En février 2003 déjà, de telles conditions avaient été posées aux ONG
luttant contre le sida. Il s'agissait alors de couper les vivres aux
organisations soutenant ou pratiquant l'avortement, quand l'un des soucis
majeurs sur le terrain consistait précisément à diminuer la mortalité liée à
cette opération. Afin de rendre plus efficace encore leur stratégie d'
instrumentalisation de l'"outil ONG", les Etats-Unis seraient en passe de
créer un nouveau fonds de financement anti-trafficking réservé aux ONG
religieuses en accord avec les orientations de l'administration Bush. Cette
"préférence confessionnelle" existe d'ores et déjà dans les faits, puisque
parmi les rares organisations humanitaires à bénéficier directement des
fonds américains sans passer par le filtre EWMI, figurent des ONG
chrétiennes comme International Justice Mission (IJM), qui a récemment fait
parler d'elle en faisant arrêter - et condamner - des proxénètes de Phnom
Penh. IJM s'apprête d'ailleurs à ouvrir un bureau au Cambodge en mars
prochain, après avoir été présentée comme un modèle aux yeux de l'opinion
publique américaine dans un reportage de NBC consacré à ses activités au
Cambodge.
Pour Mu Sochua, les restrictions budgétaires imposées par les Etats-Unis
sont fondées sur une position morale qui ne tient pas compte des besoins du
pays. "Les conditions américaines sont plus idéologiques qu'adaptées aux
réalités du Cambodge.
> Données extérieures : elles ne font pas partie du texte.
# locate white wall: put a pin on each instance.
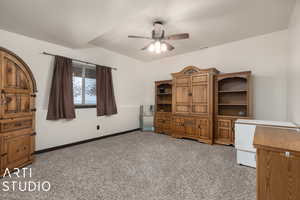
(294, 66)
(54, 133)
(266, 56)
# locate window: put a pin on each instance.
(84, 85)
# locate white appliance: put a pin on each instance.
(244, 135)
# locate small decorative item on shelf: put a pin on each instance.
(242, 113)
(161, 90)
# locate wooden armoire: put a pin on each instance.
(203, 104)
(17, 112)
(193, 104)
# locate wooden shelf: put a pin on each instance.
(232, 91)
(164, 94)
(232, 104)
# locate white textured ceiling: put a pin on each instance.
(106, 23)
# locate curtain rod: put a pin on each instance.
(50, 54)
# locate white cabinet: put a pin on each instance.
(244, 135)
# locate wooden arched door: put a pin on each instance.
(17, 111)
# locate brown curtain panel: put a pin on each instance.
(61, 105)
(106, 103)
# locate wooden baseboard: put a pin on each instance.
(82, 142)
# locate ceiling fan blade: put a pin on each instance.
(169, 46)
(181, 36)
(139, 37)
(146, 47)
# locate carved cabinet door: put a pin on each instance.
(202, 128)
(181, 90)
(15, 88)
(200, 94)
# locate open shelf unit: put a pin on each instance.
(232, 95)
(163, 96)
(163, 106)
(232, 101)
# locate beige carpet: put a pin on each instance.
(140, 166)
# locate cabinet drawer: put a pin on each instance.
(161, 115)
(15, 124)
(224, 123)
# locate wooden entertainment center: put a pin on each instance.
(202, 104)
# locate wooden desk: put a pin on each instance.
(278, 163)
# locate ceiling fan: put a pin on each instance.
(159, 39)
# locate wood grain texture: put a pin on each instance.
(233, 97)
(193, 104)
(163, 107)
(17, 112)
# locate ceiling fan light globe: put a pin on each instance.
(151, 48)
(157, 46)
(164, 47)
(158, 51)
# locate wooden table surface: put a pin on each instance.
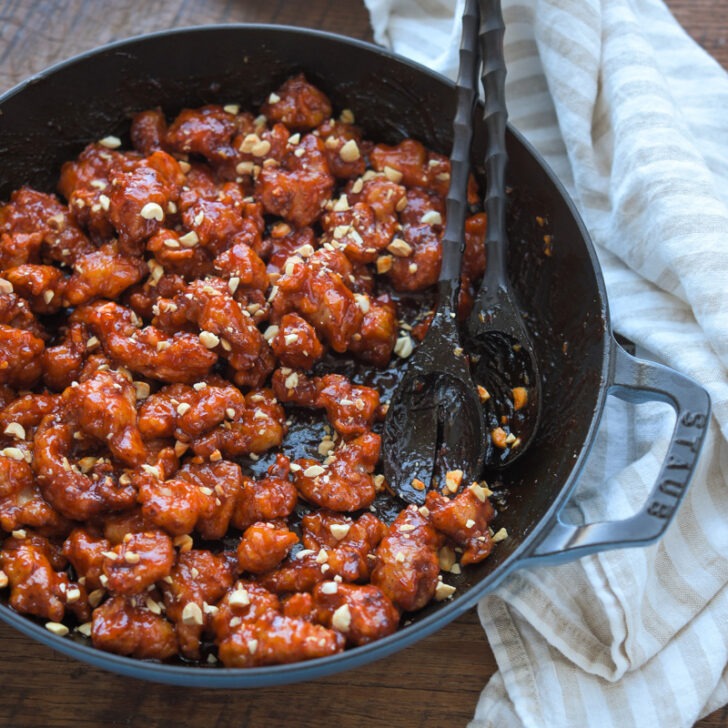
(434, 683)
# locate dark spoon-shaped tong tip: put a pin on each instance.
(504, 361)
(435, 420)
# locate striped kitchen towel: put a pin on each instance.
(631, 115)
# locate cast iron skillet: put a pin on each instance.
(49, 119)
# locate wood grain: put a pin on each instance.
(434, 683)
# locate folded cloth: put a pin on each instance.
(630, 114)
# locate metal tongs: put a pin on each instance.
(436, 426)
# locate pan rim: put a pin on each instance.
(221, 677)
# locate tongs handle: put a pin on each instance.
(492, 32)
(466, 87)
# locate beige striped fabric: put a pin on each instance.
(633, 117)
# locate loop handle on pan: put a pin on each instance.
(636, 380)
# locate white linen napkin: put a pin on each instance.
(631, 115)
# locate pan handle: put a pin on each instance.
(636, 380)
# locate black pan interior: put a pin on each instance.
(52, 117)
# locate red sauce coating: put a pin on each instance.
(161, 318)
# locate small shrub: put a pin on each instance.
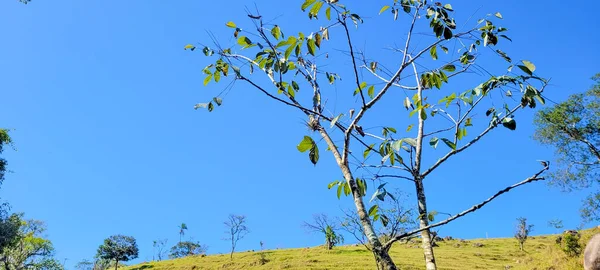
(570, 244)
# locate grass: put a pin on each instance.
(541, 253)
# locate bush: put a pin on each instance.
(570, 243)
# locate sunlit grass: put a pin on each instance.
(540, 253)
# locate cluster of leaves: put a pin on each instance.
(187, 248)
(119, 248)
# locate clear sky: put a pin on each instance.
(100, 95)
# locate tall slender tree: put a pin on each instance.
(295, 70)
(182, 229)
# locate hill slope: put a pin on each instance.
(540, 253)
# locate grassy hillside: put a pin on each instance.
(540, 253)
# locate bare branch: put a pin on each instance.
(473, 208)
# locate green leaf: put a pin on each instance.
(307, 4)
(509, 123)
(433, 52)
(244, 41)
(190, 47)
(311, 46)
(276, 32)
(313, 155)
(449, 68)
(410, 141)
(314, 11)
(231, 25)
(305, 144)
(525, 69)
(468, 122)
(383, 9)
(218, 100)
(330, 185)
(217, 76)
(529, 65)
(207, 79)
(447, 33)
(335, 119)
(449, 143)
(373, 210)
(368, 150)
(434, 142)
(371, 91)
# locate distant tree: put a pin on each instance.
(556, 224)
(159, 248)
(182, 229)
(118, 248)
(522, 232)
(84, 265)
(305, 71)
(572, 128)
(236, 230)
(32, 251)
(396, 219)
(323, 225)
(187, 248)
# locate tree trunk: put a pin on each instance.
(382, 257)
(424, 222)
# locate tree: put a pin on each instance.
(572, 128)
(322, 224)
(159, 247)
(182, 229)
(522, 232)
(556, 224)
(31, 251)
(118, 248)
(187, 248)
(295, 71)
(85, 265)
(9, 224)
(236, 230)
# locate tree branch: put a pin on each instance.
(473, 208)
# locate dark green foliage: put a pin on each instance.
(572, 128)
(522, 232)
(9, 230)
(118, 248)
(187, 248)
(570, 243)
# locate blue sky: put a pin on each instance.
(100, 95)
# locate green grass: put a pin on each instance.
(541, 253)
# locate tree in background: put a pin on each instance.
(522, 232)
(297, 70)
(31, 251)
(236, 230)
(118, 248)
(84, 265)
(9, 223)
(396, 219)
(182, 229)
(556, 224)
(572, 128)
(159, 248)
(187, 248)
(322, 224)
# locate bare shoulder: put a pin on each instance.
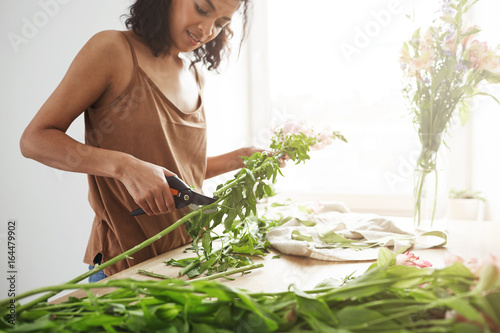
(199, 72)
(107, 46)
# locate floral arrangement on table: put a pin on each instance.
(443, 66)
(398, 293)
(235, 210)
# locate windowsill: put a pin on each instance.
(382, 204)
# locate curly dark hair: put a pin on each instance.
(147, 19)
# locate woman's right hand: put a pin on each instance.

Ce gouvernement est dirigé par une équipe républicaine
conservatrice qui impose ses vues morales", constate-t-elle avant d'élargir
sa réflexion : "D'une manière générale, il faudrait accorder davantage de
pouvoir de décision aux ONG au lieu d'imposer une quelconque ligne
politique"... même pavée des meilleures intentions.
"Depuis l'an 2000, les Américains montrent que quand il y a une réelle
volonté politique, les choses bougent, constate Pierre Legros. Mais l'argent
américain a une odeur américaine, il faut le savoir : les Etats-Unis peuvent
se permettre de donner des ordres. Il est normal pour tout gouvernement de
donner des fonds sous certaines contraintes. Les restrictions américaines
sont politiquement correctes, car en accord avec la politique interne de
Washington. On aime ou on n'aime pas, c'est comme ça. L'ONGisme, c'est bien,
mais à un moment, il faut se mettre à faire de la politique et ne plus se
contenter d'être utilisé par les politiques."